For this study, only patients who used steroids for more than 2 years and who did not have a history of either chorioretinal diseases or complaints that could be related to these diagnoses were included. Since a selection based on underlying renal pathology was not performed, patients with various renal diseases were included. In contrast with another study, we did not find a correlation between the outcome of phenotyping and the duration of dialysis before transplantation and time since transplantation [11]. Other clinical characteristics of the included patients could also not be linked to the occurrence of ophthalmological abnormalities. However, compared to patients in whom no ophthalmological abnormalities were found, a significantly increased mean SFCT was observed in patients in whom ophthalmological abnormalities were seen. In CSC patients, the choroid is usually thicker compared to the healthy population, strengthening the relevance of this finding [20-22]. Both the increased CT and percentage of patients with (subclinical) CSC in this study could thus have been caused by the effect of steroids on the choroid, in cases of administration for a prolonged period and only in a specific patient group with predisposition to develop these abnormalities [23, 24]. However, CT between patients with (subclinical) CSC and patients without ophthalmological abnormalities did not differ significantly, which may be related to the small sample size. Since younger age, shorter axial length, male gender, deeper anterior chamber, thicker lens, flatter cornea, and better BCVA have all been associated with an increase in SFCT, comparison of the measurements in our patients with matched healthy controls to whom low-dose steroids had not been prescribed chronically could have attached significance to our data [25, 26].
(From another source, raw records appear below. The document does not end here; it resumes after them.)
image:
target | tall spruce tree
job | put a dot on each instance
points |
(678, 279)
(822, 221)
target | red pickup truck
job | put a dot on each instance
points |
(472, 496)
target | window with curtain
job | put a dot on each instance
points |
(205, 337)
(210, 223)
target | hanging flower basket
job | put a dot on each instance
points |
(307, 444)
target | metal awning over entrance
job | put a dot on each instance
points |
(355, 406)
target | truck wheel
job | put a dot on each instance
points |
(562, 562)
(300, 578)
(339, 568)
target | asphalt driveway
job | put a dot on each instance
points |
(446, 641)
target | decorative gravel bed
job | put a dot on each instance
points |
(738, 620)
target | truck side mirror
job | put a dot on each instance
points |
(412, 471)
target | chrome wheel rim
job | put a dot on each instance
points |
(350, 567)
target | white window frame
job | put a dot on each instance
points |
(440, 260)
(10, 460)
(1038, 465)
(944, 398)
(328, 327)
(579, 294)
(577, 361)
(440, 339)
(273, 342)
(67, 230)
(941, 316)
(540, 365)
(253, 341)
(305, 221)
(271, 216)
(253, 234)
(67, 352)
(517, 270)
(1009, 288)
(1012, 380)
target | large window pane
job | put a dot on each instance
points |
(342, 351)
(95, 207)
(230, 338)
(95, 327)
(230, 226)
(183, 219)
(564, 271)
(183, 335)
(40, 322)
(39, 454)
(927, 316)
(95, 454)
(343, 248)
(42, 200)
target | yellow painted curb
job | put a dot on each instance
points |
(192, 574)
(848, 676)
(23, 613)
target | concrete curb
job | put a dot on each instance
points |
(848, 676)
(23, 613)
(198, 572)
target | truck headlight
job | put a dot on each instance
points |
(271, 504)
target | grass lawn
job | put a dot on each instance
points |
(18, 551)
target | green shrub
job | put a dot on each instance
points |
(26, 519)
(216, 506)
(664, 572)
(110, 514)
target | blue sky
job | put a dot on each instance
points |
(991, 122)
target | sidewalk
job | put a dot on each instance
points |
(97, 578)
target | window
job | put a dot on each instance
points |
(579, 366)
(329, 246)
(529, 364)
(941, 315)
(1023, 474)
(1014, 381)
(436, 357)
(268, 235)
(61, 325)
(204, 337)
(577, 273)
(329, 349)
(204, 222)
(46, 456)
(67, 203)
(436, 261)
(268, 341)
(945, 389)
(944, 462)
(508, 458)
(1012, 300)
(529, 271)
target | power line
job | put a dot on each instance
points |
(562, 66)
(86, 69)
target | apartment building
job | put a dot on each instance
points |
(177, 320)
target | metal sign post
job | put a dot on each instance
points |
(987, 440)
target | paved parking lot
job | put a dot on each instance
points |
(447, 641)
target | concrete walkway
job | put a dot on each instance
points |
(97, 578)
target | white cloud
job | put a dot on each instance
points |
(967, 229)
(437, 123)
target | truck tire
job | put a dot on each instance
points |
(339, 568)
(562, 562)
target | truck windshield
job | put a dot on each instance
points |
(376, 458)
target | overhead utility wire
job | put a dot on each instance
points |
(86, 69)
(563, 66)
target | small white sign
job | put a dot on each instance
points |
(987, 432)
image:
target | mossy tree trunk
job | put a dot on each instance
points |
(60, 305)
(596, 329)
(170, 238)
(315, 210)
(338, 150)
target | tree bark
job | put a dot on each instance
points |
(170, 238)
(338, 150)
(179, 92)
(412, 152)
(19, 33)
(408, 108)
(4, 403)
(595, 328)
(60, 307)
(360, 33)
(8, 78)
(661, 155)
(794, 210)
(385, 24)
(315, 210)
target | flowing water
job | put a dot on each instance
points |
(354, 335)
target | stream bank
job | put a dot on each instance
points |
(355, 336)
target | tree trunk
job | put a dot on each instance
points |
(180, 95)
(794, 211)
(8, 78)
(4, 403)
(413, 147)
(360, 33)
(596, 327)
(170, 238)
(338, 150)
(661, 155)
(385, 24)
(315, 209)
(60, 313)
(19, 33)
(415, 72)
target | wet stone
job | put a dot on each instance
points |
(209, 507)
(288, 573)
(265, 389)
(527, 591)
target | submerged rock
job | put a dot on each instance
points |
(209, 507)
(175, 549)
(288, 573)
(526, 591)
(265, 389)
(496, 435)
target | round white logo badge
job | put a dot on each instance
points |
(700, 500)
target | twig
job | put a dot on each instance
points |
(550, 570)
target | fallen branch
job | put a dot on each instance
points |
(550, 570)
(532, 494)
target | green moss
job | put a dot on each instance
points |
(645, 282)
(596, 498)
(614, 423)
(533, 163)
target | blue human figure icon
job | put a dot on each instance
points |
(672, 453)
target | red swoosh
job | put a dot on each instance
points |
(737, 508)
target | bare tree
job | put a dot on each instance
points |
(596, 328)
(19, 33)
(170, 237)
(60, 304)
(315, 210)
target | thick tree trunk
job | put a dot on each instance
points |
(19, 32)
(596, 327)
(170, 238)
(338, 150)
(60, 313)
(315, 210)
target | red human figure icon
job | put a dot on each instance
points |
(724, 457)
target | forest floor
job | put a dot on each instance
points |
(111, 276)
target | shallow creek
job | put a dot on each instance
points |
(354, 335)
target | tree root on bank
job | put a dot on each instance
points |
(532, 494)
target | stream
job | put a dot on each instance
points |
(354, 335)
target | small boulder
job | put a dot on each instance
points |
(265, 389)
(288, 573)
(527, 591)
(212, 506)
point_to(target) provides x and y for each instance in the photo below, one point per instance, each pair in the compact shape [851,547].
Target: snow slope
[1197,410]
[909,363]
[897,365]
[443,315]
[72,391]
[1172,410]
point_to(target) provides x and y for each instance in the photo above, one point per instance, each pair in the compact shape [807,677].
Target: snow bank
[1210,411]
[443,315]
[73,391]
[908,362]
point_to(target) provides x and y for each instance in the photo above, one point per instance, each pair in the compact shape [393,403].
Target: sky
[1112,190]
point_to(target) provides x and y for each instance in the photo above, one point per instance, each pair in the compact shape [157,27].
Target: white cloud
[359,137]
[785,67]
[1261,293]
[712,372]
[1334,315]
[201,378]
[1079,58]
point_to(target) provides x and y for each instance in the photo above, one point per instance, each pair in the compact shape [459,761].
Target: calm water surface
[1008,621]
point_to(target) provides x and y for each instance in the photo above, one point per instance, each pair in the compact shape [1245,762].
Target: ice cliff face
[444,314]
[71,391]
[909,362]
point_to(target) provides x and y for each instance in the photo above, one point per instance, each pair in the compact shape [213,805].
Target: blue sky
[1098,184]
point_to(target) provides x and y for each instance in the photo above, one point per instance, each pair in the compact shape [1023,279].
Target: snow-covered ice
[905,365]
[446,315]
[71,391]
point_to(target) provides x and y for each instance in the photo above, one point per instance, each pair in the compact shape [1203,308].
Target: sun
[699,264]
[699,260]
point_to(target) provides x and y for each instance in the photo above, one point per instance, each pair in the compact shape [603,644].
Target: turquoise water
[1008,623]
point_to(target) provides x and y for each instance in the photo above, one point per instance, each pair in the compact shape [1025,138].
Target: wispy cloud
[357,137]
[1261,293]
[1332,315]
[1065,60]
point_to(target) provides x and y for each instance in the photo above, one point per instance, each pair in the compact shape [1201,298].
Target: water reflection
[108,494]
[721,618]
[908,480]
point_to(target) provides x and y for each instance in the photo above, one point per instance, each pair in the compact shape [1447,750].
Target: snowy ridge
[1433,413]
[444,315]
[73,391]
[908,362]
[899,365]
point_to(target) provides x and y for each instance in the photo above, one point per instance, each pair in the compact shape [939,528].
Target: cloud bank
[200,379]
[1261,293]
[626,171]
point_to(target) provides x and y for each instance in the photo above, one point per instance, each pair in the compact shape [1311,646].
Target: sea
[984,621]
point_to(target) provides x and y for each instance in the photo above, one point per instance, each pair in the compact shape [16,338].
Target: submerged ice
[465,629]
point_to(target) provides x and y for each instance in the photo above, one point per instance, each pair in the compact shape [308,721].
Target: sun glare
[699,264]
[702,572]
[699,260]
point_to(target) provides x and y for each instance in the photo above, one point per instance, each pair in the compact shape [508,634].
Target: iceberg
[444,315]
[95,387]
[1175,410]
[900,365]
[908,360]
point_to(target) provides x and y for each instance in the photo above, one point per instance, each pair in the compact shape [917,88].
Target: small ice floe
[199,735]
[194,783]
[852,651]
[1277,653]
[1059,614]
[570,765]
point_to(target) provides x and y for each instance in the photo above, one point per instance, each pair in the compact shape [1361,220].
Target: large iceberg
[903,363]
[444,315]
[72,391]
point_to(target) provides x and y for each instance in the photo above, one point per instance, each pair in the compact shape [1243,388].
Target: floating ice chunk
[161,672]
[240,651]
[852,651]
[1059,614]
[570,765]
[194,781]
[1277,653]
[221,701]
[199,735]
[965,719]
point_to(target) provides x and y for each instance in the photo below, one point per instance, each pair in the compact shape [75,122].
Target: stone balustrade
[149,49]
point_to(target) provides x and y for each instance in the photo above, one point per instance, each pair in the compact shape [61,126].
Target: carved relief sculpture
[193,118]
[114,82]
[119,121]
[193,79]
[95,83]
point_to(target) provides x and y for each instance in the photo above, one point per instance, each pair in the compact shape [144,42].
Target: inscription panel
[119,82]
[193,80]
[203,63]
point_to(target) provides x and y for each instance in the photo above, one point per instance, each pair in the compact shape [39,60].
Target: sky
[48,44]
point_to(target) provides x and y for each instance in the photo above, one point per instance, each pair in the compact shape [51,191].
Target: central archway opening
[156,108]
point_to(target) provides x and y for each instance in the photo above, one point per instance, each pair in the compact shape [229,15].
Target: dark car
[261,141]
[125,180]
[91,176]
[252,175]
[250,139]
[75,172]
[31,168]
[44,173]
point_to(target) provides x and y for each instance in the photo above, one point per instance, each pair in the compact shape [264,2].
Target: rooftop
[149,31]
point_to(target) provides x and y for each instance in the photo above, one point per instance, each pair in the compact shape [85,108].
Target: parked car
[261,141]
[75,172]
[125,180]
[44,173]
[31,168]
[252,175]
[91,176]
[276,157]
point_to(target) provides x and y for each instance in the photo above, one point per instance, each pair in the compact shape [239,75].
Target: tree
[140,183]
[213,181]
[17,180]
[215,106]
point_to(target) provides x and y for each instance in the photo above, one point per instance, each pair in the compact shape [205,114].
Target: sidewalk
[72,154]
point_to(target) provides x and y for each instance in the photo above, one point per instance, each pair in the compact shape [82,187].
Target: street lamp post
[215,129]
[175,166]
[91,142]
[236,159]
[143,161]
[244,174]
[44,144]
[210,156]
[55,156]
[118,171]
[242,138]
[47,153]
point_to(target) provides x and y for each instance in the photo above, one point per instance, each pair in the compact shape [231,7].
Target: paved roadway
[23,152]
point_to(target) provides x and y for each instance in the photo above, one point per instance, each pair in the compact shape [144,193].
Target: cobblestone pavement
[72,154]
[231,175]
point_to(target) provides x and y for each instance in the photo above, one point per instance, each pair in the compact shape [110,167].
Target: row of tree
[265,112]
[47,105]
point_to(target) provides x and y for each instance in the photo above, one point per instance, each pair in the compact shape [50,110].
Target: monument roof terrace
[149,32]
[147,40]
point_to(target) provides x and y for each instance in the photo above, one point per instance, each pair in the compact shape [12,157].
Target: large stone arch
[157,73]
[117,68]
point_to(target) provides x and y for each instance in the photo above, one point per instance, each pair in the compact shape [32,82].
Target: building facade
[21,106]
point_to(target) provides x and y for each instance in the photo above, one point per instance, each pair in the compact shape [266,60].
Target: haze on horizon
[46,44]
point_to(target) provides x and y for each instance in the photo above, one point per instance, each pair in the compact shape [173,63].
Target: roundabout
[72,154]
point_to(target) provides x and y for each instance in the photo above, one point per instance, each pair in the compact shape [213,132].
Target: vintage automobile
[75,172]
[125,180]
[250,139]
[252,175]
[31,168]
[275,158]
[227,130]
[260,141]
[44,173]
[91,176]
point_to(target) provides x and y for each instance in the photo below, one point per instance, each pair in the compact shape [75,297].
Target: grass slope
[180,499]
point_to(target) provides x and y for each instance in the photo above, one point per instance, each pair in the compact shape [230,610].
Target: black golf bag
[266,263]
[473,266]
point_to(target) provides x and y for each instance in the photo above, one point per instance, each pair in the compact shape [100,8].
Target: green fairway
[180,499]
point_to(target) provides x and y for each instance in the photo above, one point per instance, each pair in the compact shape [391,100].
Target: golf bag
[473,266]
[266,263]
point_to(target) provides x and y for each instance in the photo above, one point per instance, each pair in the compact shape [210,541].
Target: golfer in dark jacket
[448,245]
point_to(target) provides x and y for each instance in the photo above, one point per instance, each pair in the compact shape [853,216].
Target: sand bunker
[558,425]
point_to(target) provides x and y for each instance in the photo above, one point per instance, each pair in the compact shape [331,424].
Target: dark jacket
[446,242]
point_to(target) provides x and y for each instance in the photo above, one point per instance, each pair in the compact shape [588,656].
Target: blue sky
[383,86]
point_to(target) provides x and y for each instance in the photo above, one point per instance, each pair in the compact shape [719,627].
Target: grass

Even though we expected to find abnormal ocular findings in patients with chronic kidney disease, given the correlation between nephrological and ophthalmological diseases [27-29], the prevalence of abnormalities was higher than we had expected beforehand. This may have been caused by the use of other (immunosuppressive) medication, due to hypertension, due to pre-existing renal diseases, or even due to diabetes mellitus.

In conclusion, retinal abnormalities are present in the majority of renal transplant patient who use low-dose steroids chronically. Therefore, an ophthalmological examination including evaluation of the retina is indicated in these patients. However, seeing that the ophthalmological abnormalities were relatively mild and had a low likelihood for causing symptoms and complications, the dosage of prescribed steroids does not have to be lowered or discontinued in this patient group.